I. For superstition, science, and philosophy in England in this period cf. Chapter VII.
II.Jena (1558), Geneva (1559), Lille (1562), Strasbourg (1567), Leiden (1575), Helmstedt (1575), Wilno (1578), Würzburg (1582), Edinburgh (1583), Franeker (1585), Graz (1596), Dublin (1591), Lublin (1596), Harderwijk (1600), Giessen (1607), Groningen (1614), Amsterdam (1632), Dorpat (1632), Budapest (1635), Utrecht (1636), Turku (1640), Bamberg (1648).
III. Ideally the calendar would have thirteen months, each of twenty-eight days, with a dateless holiday (or, in leap years, two) at the close of the year. Such a one-page calendar, with rotary devices to indicate the month and the year, could serve for every month indefinitely; each day of the week would fall on the same dates every month and every year; the business year would be evenly divisible into equal months and equal quarters. But, alas, this would confuse the saints.

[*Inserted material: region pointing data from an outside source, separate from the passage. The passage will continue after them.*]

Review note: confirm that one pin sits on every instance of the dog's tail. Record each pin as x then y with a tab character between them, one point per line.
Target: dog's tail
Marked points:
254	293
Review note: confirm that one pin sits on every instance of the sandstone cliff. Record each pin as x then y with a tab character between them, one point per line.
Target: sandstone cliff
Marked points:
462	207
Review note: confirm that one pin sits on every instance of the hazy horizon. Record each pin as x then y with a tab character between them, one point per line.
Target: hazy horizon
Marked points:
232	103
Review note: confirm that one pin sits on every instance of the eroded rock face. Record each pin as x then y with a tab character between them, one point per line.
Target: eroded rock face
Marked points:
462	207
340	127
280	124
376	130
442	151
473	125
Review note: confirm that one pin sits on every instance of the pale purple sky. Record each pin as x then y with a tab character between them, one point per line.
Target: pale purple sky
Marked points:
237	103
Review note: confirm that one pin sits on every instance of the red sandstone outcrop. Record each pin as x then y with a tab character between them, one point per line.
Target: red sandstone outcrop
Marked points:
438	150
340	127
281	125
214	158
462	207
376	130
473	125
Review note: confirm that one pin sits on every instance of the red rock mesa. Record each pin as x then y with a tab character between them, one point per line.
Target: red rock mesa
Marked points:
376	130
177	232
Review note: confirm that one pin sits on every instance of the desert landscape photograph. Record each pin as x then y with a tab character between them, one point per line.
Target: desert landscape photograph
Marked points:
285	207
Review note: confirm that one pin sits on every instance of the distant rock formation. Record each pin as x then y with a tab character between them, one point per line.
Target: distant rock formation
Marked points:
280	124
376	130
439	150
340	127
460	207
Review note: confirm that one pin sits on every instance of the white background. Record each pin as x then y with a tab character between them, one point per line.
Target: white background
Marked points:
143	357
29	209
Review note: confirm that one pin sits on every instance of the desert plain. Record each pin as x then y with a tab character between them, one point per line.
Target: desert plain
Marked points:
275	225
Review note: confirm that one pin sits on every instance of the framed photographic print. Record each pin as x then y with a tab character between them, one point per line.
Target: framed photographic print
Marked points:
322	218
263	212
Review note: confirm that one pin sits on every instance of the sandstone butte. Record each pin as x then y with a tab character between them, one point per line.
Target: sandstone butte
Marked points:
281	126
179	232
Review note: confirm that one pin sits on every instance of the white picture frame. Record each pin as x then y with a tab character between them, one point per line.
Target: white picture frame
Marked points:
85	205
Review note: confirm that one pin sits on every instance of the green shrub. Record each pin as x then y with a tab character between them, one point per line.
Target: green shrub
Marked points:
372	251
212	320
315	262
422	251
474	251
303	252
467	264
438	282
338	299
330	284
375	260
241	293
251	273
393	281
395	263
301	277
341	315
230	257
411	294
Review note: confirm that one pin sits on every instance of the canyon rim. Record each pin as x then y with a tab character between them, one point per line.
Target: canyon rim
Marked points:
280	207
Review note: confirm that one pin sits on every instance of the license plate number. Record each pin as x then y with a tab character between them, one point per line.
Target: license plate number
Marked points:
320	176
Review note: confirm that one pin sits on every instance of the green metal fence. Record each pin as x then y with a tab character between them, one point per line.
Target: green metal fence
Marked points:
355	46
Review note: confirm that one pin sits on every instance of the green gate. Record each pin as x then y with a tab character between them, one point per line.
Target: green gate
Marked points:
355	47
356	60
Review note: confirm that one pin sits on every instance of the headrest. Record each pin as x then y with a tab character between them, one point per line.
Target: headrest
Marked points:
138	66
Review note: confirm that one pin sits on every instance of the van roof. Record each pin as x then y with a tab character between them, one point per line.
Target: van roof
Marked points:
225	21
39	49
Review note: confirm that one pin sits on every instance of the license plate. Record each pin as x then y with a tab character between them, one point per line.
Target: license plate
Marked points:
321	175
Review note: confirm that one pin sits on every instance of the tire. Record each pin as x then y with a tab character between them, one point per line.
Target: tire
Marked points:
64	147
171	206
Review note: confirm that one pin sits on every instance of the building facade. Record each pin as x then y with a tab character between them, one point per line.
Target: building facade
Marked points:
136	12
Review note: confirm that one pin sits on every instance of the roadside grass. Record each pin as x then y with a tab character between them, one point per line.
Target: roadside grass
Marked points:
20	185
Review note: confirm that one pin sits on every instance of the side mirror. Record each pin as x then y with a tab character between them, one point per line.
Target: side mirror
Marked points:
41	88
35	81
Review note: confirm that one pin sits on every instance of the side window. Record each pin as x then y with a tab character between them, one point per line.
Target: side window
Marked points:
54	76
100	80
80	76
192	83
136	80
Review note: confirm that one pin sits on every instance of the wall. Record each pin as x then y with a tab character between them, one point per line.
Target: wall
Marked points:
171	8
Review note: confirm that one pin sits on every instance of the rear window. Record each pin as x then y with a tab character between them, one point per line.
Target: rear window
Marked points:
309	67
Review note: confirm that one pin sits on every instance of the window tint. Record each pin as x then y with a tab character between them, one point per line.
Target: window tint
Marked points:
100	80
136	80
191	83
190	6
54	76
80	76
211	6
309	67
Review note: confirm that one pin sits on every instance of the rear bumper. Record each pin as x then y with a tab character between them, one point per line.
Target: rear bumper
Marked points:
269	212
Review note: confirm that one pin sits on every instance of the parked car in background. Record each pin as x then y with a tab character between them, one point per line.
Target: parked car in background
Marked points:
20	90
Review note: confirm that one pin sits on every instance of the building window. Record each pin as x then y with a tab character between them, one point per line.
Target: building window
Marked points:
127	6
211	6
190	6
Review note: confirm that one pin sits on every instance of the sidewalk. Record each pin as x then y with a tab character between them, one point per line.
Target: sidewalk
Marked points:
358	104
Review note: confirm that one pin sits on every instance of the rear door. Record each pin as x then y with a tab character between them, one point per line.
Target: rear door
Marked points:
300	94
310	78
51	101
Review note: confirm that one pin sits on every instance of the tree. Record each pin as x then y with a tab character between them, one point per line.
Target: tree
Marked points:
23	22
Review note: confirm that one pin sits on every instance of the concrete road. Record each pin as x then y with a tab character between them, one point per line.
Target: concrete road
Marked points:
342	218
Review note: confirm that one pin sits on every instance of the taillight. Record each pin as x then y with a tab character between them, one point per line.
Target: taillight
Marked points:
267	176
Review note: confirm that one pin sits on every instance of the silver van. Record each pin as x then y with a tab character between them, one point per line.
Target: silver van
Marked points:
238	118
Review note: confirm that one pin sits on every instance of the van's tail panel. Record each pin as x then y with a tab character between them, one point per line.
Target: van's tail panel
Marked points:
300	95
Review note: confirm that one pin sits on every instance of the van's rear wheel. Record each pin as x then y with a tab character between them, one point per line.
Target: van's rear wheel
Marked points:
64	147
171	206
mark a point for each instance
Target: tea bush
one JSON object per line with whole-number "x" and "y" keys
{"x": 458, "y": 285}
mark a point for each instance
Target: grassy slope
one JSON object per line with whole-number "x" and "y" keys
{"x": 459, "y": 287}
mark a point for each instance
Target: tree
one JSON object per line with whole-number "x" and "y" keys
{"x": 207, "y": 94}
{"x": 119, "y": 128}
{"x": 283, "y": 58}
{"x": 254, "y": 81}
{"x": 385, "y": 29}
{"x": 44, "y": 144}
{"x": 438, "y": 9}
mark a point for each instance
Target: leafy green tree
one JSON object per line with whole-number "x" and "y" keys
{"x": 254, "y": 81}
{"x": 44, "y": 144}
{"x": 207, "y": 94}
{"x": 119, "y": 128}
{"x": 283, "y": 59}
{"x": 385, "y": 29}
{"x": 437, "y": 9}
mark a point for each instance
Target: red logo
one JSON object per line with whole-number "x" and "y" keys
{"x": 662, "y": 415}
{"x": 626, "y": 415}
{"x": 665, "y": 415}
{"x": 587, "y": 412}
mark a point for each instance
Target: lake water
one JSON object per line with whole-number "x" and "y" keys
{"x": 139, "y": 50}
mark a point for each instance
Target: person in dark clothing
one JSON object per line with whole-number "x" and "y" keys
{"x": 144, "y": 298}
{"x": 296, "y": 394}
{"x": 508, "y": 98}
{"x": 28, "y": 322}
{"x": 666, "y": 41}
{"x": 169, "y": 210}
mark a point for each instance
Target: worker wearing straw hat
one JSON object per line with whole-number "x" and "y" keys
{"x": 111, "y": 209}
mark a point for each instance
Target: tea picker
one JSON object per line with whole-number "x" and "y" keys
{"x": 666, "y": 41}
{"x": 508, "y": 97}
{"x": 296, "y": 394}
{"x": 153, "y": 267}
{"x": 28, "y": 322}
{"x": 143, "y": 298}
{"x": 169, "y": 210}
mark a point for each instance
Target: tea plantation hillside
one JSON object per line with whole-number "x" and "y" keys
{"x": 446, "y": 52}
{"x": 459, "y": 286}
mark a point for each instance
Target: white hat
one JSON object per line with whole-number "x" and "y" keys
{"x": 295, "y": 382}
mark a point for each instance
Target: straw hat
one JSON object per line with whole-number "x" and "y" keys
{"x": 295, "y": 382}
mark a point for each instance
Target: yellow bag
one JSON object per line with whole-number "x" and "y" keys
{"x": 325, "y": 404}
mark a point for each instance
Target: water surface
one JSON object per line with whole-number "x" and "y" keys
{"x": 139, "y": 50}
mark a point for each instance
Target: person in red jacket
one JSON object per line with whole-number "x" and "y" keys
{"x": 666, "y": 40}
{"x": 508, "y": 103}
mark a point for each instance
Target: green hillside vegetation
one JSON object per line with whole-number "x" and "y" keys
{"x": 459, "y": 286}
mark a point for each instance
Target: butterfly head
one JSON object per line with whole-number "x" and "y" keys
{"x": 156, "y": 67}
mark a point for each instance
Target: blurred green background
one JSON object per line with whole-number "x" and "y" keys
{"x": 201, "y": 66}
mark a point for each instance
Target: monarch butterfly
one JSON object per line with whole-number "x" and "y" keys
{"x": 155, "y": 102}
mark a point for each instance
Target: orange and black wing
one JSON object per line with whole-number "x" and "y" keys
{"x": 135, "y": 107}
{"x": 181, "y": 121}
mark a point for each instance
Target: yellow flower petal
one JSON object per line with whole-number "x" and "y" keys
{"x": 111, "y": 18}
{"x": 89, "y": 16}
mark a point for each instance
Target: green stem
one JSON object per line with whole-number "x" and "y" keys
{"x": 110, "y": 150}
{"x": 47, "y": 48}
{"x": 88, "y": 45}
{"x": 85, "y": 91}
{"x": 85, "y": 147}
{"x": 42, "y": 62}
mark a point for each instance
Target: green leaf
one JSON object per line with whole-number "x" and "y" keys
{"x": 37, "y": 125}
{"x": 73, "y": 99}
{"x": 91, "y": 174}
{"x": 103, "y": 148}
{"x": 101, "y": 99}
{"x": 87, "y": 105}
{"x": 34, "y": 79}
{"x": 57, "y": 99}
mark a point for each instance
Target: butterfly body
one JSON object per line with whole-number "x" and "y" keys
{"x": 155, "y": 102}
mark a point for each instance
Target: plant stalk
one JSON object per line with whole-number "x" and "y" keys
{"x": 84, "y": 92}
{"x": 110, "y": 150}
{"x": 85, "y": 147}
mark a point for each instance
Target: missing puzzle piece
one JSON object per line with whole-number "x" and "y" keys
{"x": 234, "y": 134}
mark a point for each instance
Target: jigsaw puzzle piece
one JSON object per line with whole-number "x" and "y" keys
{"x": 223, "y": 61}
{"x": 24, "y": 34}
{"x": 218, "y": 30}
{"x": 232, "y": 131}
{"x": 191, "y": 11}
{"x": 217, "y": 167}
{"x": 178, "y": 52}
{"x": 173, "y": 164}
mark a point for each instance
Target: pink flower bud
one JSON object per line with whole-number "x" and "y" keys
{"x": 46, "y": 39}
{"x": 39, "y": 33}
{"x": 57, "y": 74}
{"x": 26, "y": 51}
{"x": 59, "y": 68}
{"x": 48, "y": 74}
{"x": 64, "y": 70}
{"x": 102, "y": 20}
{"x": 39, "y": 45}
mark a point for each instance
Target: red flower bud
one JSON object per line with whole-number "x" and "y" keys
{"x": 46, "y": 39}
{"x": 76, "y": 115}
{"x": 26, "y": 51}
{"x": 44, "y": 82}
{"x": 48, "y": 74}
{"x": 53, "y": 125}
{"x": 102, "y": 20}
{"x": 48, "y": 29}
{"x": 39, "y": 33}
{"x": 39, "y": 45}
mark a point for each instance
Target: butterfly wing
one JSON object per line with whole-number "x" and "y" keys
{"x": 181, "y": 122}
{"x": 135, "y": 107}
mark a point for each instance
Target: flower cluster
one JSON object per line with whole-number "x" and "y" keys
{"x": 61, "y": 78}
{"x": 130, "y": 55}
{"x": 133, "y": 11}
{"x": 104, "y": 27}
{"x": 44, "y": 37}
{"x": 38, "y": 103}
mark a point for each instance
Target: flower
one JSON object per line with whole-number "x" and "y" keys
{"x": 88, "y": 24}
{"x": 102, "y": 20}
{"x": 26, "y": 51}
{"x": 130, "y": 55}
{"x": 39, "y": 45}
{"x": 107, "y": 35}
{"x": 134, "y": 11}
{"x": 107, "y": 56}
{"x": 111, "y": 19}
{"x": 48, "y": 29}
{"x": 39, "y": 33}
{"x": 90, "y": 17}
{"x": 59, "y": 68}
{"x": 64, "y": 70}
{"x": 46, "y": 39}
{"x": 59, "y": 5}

IV. Aristotle’s writings are often syncopated notes, which he probably amplified or modified in lecturing. The passage in De Coelo may have meant that in a resisting medium, including open air, objects of concentrated mass, like a coin, fall faster than articles great in size but small in weight, like a sheet of paper; this, of course, is true. But in a vacuum the coin and the paper—or a ball of lead and a feather—fall at the same speed; and even in the open air the paper, if crumpled into a compact mass, falls at nearly the same speed as the coin. If we note the modification in Viviani’s statement—that the objects must be “of the same material … falling through the same medium”—the divergence between the Athenian philosopher and the Pisan scientist is much reduced.
V. By the humor of history this is a proposition that no astronomer holds today. Perhaps all astronomy, like all history, should be taken as hypothesis. Of the beyond, as of yesterday, there is no certainty.